In 2020, the International Colloquium on Grammatical Inference is hosting a shared task on morphological inflection alongside its 2020 meeting. An example of English inflection is the conversion of the lemma run to its present participle, running.
To participate in the shared task, you will build a system that can solve inflection problems. All submitted systems will be compared on a held-out test set.
A word’s form reflects syntactic and semantic features that the word expresses. For example, each English count noun has both singular and plural forms (robot/robots, process/processes), known as the inflected forms of the noun. A Polish verb may have nearly 100 inflected forms.
The data sparsity inherent in morphologically rich languages creates a challenge for computational modeling. Fortunately, inflected forms tend to be systematically related to one another. This is why English speakers can usually predict the singular form from the plural and vice-versa, even for words they have never seen before.

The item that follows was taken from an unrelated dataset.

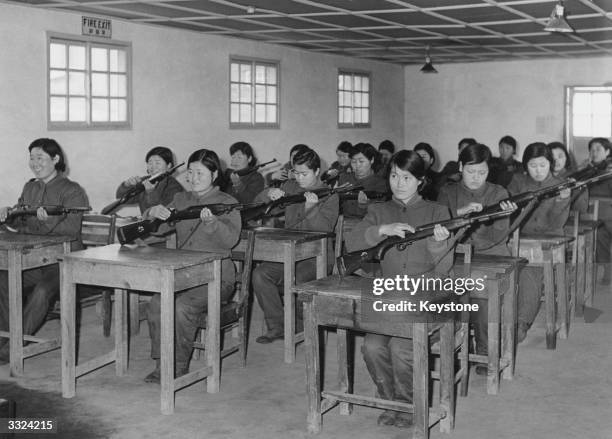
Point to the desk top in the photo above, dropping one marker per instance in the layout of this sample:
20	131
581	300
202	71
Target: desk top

Given a lemma (the dictionary form of a word) and morphological features specifying a form,1 generate the target inflected form. The task will be familiar to participants in the SIGMORPHON shared tasks on inflection, with some modifications and a focus on diversity in languages.
We have chosen a diverse set of 10 languages with rich inflection. All of the datasets have been scraped from Wiktionary or language-specific digitized texts and undergone additional processing at the Center for Language and Speech Processing at Johns Hopkins University. The data are formatted according to the schema described in Sylak-Glassman et al. (2015).